3D printing is becoming cheaper and more precise, but to become a serious contender in manufacturing, it must be able to print large, human-scale objects. Tibbits sees three potential solutions. The first solution is to make bigger printers, which he dismisses. “If you want to build a skyscraper, you don’t want to have to build a skyscraper-size machine.” The second is to employ multiple printers.

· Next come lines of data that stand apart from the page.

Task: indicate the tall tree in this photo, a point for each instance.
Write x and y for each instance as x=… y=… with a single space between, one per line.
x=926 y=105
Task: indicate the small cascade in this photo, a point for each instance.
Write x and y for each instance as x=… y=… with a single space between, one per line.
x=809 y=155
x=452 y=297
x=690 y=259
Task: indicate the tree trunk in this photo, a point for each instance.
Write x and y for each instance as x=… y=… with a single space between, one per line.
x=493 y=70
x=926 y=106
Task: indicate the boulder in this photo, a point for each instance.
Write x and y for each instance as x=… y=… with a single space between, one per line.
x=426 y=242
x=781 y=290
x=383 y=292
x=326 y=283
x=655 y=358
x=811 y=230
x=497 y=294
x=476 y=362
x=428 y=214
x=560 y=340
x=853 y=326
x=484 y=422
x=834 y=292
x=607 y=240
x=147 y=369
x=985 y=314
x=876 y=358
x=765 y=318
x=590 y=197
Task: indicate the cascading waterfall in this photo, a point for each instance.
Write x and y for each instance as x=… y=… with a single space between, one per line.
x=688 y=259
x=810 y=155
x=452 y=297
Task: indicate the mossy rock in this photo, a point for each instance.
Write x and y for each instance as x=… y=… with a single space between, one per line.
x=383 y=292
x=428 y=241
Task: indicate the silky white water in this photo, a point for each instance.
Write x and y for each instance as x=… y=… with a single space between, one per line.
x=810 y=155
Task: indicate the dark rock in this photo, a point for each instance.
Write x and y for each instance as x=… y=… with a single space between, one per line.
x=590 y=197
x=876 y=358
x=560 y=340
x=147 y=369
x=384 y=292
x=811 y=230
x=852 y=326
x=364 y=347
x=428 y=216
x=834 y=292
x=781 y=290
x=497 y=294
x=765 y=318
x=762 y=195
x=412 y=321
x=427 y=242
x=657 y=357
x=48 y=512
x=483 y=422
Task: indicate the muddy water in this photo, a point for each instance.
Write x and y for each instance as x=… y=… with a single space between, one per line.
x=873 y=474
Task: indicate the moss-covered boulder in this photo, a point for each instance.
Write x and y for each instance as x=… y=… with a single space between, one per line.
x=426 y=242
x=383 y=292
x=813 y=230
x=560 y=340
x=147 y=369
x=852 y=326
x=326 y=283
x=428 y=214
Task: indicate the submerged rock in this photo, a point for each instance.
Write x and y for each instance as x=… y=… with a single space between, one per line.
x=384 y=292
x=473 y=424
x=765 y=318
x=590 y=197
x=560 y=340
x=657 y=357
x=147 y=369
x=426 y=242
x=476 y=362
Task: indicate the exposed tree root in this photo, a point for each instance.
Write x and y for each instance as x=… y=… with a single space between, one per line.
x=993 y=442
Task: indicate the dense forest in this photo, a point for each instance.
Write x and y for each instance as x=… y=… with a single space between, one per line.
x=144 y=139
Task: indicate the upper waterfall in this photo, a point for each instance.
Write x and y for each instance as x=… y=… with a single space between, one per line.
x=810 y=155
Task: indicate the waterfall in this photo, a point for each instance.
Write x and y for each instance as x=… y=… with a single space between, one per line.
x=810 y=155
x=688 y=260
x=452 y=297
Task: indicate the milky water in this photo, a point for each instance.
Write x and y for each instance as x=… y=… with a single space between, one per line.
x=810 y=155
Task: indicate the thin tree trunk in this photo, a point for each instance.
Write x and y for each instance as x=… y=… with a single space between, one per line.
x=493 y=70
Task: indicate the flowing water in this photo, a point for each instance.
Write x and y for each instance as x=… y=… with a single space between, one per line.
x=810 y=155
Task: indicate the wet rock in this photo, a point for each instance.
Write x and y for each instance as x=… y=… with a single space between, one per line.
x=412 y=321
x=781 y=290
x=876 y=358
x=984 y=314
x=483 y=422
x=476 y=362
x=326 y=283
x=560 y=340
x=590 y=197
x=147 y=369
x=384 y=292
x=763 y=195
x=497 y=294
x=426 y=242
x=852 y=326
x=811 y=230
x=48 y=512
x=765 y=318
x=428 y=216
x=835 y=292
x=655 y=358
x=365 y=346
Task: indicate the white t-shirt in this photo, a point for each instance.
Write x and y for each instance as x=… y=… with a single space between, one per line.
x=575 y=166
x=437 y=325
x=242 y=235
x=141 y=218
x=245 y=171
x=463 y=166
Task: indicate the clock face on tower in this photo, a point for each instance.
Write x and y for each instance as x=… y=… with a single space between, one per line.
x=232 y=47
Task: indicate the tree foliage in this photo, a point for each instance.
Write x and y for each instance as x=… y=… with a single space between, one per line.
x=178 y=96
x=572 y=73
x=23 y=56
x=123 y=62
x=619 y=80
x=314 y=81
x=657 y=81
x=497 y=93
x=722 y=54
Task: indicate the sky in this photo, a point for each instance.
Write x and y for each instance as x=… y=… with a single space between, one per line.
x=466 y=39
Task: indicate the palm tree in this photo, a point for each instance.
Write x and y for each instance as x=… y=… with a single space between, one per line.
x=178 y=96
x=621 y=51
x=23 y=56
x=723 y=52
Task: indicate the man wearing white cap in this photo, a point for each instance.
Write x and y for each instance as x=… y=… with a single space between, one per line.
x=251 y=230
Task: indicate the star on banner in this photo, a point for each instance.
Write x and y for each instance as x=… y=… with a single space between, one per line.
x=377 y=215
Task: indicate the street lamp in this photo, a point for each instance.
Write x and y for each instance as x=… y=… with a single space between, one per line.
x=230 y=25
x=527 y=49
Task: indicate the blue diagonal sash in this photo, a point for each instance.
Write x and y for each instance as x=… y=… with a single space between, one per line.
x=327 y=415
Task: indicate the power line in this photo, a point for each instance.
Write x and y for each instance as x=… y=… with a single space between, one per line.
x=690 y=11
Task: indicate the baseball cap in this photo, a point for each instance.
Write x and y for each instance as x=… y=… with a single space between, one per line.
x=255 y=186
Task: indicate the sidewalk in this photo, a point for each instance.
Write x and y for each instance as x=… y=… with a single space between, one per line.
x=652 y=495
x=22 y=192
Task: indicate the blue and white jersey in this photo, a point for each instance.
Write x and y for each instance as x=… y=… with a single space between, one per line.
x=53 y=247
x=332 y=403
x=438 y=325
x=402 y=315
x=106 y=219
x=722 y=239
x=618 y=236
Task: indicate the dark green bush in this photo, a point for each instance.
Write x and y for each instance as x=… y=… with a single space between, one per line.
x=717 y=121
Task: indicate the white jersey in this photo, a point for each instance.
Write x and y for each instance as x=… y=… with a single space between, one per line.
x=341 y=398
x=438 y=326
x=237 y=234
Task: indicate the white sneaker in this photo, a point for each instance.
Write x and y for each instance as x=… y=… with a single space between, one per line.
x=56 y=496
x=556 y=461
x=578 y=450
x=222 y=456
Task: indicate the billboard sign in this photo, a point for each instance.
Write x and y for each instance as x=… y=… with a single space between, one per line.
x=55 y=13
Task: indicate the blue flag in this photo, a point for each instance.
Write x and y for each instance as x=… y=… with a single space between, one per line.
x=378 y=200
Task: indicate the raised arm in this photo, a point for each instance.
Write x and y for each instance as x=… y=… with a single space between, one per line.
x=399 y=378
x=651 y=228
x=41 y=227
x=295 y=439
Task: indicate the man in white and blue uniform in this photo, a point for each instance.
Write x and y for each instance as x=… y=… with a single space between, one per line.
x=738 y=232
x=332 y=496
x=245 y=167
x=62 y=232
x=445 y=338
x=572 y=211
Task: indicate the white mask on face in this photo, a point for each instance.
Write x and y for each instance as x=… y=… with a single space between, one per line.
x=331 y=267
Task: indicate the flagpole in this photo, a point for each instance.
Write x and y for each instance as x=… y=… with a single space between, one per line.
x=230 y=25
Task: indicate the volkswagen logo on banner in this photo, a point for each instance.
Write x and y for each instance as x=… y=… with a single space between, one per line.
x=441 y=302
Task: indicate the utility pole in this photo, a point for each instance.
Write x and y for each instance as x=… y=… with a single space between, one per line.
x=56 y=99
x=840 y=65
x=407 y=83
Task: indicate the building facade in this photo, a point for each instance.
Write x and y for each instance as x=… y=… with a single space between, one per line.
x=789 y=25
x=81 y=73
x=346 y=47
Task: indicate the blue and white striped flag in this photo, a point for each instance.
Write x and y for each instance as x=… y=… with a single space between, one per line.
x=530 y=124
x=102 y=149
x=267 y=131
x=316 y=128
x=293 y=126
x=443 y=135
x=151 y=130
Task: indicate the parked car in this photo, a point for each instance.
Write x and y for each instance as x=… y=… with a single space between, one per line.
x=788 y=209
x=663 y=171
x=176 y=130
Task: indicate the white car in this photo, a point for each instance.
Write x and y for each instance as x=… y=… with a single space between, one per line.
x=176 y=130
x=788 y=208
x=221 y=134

But “not everyone has access to lots of printers,” he says, and assembly remains an issue.
The third solution is to displace density, or strategically compress a large-scale object to fit into the small volume of current print beds. In Hyperform, Tibbits and his collaborators Marcelo Coelho and Formlabs investigate ways to maximize what can be printed through digital folding. First, a given object is broken down into a linear strand of individual units connected by universal joints notched at preset angles, which will later guide assembly. The chain is then folded into a super-dense 3D Hilbert curve to fit within the bed size and printed. Then, it is unraveled and assembled. Through this technique, Tibbits has printed a 50-foot-long strand and a chandelier fixture with a final volume eight times that of the 5-inch-by-5-inch-by-6-inch print bed. Admittedly, the assembly process could borrow some lessons from the 4D-printing realm, Tibbits says. “Although there is a lot of clicking, it has the coding [embedded in the printed joints] so there’s no decision-making in the assembly process,” he says. “It’s like if you couldn’t fail Ikea.”
Self-Assembly Line (images above) builds on an earlier project in which a 3D-printed model of a virus capsid could be shaken apart or together in a laboratory flask (bottom left), and enlarges the scale to that of furniture. “The vision here is … to program things to come together in nonrandom ways, even with random energy,” Tibbits says. (His collaborators include Seed Media Group, TED Conferences, Autodesk, and Arthur Olson, director of the Molecular Graphics Laboratory at the Scripps Research Institute.) The disorderly parts would come together “to build an ordered, precise structure using noisy, cheap energy.”
Self-Assembly Line combines a discrete set of module components with a universal geometry and is outfitted with attraction mechanisms, or magnets, inside a larger container. With the addition of an energy input via a stochastic, or random, rotation—in this case, rolling the container along the plaza—the units contact each other and self-align into predetermined configurations. By varying external conditions and forces, unit geometries and quantities, and the attraction forces—here, the polarization of the magnets—Tibbits sees many potential applications for programmable self-assembly in architecture, such as the construction of multistory structures activated by wave undercurrent energy. It can also apply at the other end of the life cycle, where products can self-disassemble for recycling.